The Strategic Budget Initiative — in which we had discussions, working groups and committees across the community — is an example of how successful this collaboration can be. As we engaged partners from across the campus, we were taken by the number of areas where different groups and individuals were working toward a common goal and weren’t even aware of each other’s existence. When they joined together in the shared work of the SBI, there was real strength in numbers.
It is very clear to me from discussions I’ve had and observations I’ve made this year that faculty, staff and students all over campus want to be able to work together, meet each other, challenge one another and learn. They seem to have an innate knowledge that collaboration will only further empower their ideas and vision.
It’s not an easy task to match thousands of employees, faculty members and students with one another, and to stay abreast of absolutely everything everybody is working on. But building a group of students, staff, and faculty that are connected and unified from the very start of their time at Stony Brook will be helpful in promoting this kind of aware and collaborative attitude. There may be no single solution, but finding ways to foster connections between like-minded individuals and teams across campus is going to be a priority of our administration in the years to come.

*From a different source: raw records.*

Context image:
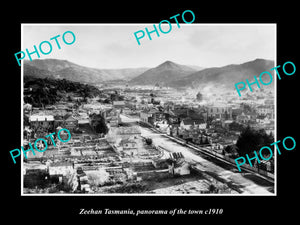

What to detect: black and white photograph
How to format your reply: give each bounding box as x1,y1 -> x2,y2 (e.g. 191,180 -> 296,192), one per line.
21,23 -> 276,197
0,1 -> 299,222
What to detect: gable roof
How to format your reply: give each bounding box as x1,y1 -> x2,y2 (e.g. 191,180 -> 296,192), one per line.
29,115 -> 54,122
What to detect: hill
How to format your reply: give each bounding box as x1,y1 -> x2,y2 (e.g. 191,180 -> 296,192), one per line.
24,76 -> 101,107
24,59 -> 148,84
130,61 -> 197,85
169,59 -> 274,90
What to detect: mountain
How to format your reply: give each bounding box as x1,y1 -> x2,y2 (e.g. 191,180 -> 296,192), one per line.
24,59 -> 148,83
169,59 -> 275,89
130,61 -> 197,85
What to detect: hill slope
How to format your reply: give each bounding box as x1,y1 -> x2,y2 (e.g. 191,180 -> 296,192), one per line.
24,59 -> 148,83
170,59 -> 274,89
130,61 -> 197,85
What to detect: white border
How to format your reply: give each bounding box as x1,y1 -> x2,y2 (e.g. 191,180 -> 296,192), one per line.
21,23 -> 277,197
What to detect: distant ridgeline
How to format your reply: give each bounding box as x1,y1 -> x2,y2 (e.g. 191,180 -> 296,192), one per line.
24,76 -> 101,107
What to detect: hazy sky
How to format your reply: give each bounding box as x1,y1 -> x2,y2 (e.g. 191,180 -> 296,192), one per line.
21,23 -> 276,69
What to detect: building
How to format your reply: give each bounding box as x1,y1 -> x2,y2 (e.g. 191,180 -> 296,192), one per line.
116,126 -> 141,140
207,106 -> 232,119
106,109 -> 121,127
119,138 -> 138,156
180,118 -> 207,130
54,114 -> 78,131
140,109 -> 159,125
48,162 -> 74,181
113,101 -> 125,109
64,115 -> 78,131
169,152 -> 191,175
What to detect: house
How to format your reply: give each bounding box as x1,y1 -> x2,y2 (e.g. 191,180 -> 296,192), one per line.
180,119 -> 194,130
222,120 -> 233,129
29,115 -> 54,131
256,105 -> 274,115
207,105 -> 232,119
54,114 -> 78,130
140,108 -> 159,125
180,118 -> 207,130
89,113 -> 104,131
113,101 -> 125,109
256,115 -> 270,124
116,126 -> 141,140
169,152 -> 191,175
64,115 -> 78,131
106,108 -> 121,127
48,162 -> 74,182
236,113 -> 250,123
119,138 -> 138,156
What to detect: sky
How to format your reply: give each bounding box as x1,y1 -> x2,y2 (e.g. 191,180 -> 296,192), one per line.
20,23 -> 276,69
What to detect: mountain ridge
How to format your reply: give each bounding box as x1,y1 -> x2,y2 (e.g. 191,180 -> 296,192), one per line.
24,59 -> 149,83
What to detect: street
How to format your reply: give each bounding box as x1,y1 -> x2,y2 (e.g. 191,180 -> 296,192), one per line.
121,115 -> 274,195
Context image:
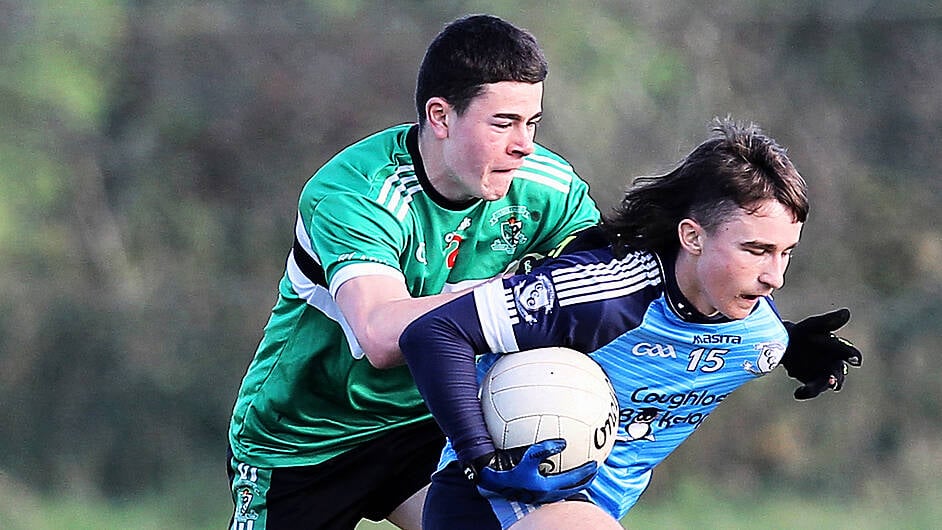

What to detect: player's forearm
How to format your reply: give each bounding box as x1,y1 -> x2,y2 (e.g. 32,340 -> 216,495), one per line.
356,293 -> 468,369
399,295 -> 494,461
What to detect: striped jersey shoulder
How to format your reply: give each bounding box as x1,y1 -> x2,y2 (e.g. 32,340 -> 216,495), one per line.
504,249 -> 664,324
369,164 -> 422,221
310,125 -> 422,221
514,146 -> 576,193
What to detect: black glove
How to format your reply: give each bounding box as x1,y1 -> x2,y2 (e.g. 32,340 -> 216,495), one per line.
463,440 -> 598,504
782,308 -> 863,399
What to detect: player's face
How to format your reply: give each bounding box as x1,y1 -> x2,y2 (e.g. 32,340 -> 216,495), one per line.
684,201 -> 802,319
435,81 -> 543,201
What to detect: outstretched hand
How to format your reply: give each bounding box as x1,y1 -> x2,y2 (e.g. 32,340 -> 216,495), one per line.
782,308 -> 863,399
469,439 -> 598,504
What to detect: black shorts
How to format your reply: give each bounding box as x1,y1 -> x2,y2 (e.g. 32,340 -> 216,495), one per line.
229,420 -> 445,530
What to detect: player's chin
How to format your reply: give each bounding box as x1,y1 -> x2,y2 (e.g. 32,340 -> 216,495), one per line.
481,179 -> 512,201
722,296 -> 759,320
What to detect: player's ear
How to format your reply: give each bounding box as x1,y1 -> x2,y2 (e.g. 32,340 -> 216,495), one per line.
677,218 -> 703,256
425,96 -> 452,139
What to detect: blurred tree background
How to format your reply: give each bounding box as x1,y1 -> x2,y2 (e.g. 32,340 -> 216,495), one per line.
0,0 -> 942,524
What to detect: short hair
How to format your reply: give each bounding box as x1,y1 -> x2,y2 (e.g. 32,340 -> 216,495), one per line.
602,118 -> 809,255
415,15 -> 547,126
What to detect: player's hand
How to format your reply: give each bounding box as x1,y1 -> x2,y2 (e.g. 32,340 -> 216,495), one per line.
465,439 -> 598,504
782,308 -> 863,399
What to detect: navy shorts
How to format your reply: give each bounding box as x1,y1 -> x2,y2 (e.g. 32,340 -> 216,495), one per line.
422,461 -> 590,530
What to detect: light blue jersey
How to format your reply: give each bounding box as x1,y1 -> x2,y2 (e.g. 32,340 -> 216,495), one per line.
403,242 -> 788,528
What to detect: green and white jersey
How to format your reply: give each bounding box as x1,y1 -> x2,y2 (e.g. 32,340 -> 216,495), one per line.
229,124 -> 599,467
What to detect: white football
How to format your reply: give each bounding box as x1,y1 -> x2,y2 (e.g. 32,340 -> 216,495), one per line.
481,347 -> 618,474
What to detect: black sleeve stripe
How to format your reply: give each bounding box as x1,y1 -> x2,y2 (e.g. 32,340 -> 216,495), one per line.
292,237 -> 327,287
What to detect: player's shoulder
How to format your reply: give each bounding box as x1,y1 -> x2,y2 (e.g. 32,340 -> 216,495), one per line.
302,124 -> 421,201
514,144 -> 585,193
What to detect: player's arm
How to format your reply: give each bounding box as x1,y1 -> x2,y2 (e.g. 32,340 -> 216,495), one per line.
335,275 -> 476,369
399,280 -> 597,502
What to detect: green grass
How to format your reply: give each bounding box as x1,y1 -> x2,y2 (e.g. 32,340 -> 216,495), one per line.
0,474 -> 942,530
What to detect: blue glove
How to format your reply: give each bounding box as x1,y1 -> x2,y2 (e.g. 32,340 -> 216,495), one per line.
465,439 -> 599,504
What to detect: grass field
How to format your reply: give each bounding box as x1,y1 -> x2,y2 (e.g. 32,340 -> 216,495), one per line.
0,474 -> 942,530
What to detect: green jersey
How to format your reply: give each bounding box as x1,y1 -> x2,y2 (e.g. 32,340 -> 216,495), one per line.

Where would you like to see SBU in the next five years?
I want Stony Brook to build on our legacy of ambition. The past year has demonstrated like no other that the higher education institution of the future must be able to serve a diverse group of students with equity, accessibility and socioeconomic mobility at the forefront, while also fostering the kind of transformative research that will potentially solve our contemporary challenges. Stony Brook University has already proven to be excellent at this.

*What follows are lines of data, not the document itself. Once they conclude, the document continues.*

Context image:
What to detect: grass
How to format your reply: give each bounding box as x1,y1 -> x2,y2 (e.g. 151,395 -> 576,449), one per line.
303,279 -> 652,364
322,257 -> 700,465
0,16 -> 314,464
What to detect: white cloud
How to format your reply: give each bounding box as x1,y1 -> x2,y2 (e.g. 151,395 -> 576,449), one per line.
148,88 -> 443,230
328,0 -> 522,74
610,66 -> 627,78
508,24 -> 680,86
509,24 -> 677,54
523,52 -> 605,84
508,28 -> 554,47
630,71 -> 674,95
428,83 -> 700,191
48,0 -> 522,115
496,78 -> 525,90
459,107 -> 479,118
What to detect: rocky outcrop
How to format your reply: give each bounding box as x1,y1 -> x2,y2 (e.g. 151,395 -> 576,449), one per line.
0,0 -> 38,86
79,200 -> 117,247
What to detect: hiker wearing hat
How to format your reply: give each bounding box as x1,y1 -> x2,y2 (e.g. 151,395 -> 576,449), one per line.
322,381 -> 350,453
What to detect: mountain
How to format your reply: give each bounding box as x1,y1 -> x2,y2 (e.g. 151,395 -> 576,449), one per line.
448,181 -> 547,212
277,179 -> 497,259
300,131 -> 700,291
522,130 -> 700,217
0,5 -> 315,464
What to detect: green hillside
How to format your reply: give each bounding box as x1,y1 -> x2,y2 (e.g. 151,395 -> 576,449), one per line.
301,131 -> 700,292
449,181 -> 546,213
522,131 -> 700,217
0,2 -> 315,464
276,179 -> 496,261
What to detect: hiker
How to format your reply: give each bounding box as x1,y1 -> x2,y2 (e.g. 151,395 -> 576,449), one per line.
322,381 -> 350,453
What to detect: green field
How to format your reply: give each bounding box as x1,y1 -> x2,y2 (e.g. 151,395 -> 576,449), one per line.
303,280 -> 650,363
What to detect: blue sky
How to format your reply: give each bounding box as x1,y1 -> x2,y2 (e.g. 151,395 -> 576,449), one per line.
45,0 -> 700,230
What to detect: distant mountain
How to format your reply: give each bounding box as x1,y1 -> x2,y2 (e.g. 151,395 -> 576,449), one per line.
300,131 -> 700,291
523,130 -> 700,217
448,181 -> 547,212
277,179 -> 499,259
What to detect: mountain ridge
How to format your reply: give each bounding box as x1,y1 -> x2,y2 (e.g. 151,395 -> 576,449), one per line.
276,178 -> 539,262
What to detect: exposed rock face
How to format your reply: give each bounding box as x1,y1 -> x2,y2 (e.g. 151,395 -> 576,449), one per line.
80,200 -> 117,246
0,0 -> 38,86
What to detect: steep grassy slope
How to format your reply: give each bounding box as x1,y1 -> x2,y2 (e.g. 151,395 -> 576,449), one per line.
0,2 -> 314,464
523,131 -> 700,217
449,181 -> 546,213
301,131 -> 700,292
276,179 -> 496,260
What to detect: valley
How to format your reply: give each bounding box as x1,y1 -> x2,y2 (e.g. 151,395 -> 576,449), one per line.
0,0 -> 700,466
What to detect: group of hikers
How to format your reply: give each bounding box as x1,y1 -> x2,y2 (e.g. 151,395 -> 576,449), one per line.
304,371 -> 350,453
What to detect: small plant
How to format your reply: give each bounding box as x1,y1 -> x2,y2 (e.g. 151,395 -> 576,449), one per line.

There are particular areas of research in which our university has always been strong, and these areas also mark some of the most pressing issues of the 21st century. How do we design for a sustainable future while actively fighting the immediate impact of climate change? How can we create a system of accessible, world-class healthcare that’s capable of caring for its community as well as preparing for the health concerns of the future? I want to continue to empower our partnerships in these research areas, as well as strengthen our focus and support for all of our faculty in all of our disciplines. If we are going to recruit and retain the world’s brightest scholars and researchers — those who are doing society’s most pressing work while also encouraging student success and fostering interdisciplinary collaboration — we are going to need to make Stony Brook the kind of institution where these scholars want to build their lives and spend their careers.

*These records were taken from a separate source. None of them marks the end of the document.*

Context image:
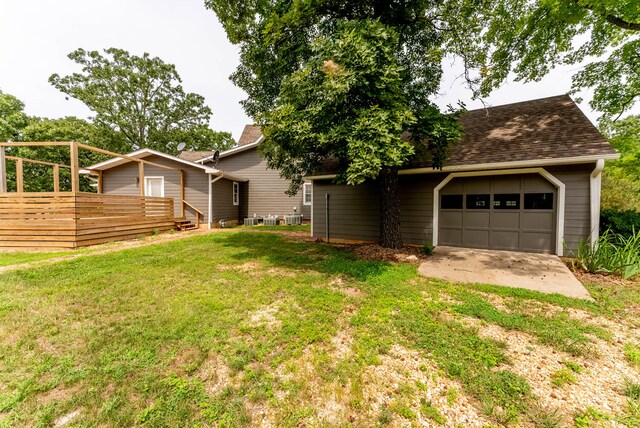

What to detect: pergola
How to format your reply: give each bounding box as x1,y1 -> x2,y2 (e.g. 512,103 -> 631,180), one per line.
0,142 -> 184,249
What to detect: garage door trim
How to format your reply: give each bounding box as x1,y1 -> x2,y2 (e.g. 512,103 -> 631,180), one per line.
433,168 -> 565,256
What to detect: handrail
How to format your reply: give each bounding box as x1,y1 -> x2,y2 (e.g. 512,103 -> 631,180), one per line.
182,199 -> 204,227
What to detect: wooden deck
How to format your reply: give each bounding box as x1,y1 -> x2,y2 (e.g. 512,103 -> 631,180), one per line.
0,192 -> 175,250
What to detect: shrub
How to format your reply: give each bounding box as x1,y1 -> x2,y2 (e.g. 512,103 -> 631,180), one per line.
600,210 -> 640,237
577,229 -> 640,279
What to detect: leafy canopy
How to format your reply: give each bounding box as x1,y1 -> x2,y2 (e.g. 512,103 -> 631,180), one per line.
49,48 -> 233,154
207,0 -> 460,193
450,0 -> 640,117
0,91 -> 29,141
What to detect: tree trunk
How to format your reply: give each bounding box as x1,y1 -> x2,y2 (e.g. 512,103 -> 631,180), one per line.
378,168 -> 402,248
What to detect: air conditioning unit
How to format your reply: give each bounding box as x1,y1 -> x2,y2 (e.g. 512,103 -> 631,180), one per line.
244,217 -> 258,226
263,217 -> 280,226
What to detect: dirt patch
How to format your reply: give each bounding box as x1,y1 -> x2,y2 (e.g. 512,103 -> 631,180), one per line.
466,319 -> 640,424
249,302 -> 282,329
53,409 -> 81,428
196,355 -> 237,395
363,345 -> 490,427
344,244 -> 427,264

Right now, many of our faculty — those who were hired when Stony Brook was rapidly expanding and gaining momentum — are beginning to prepare for retirement. As we maintain important connections with these faculty in the next phase of their lives, we also need to plan for the faculty of the future. In the next five to 10 years, we will have the opportunity to very thoughtfully and strategically hire almost a third new faculty — the researchers and scholars who will be defining the next generation’s knowledge landscape and determining where our discoveries will lead us. As we prepare for this time, we are focused on how to design a successful arc of a faculty career — how to attract the best faculty by empowering them with the resources they need to achieve as researchers, as teachers, as scholars and as artists.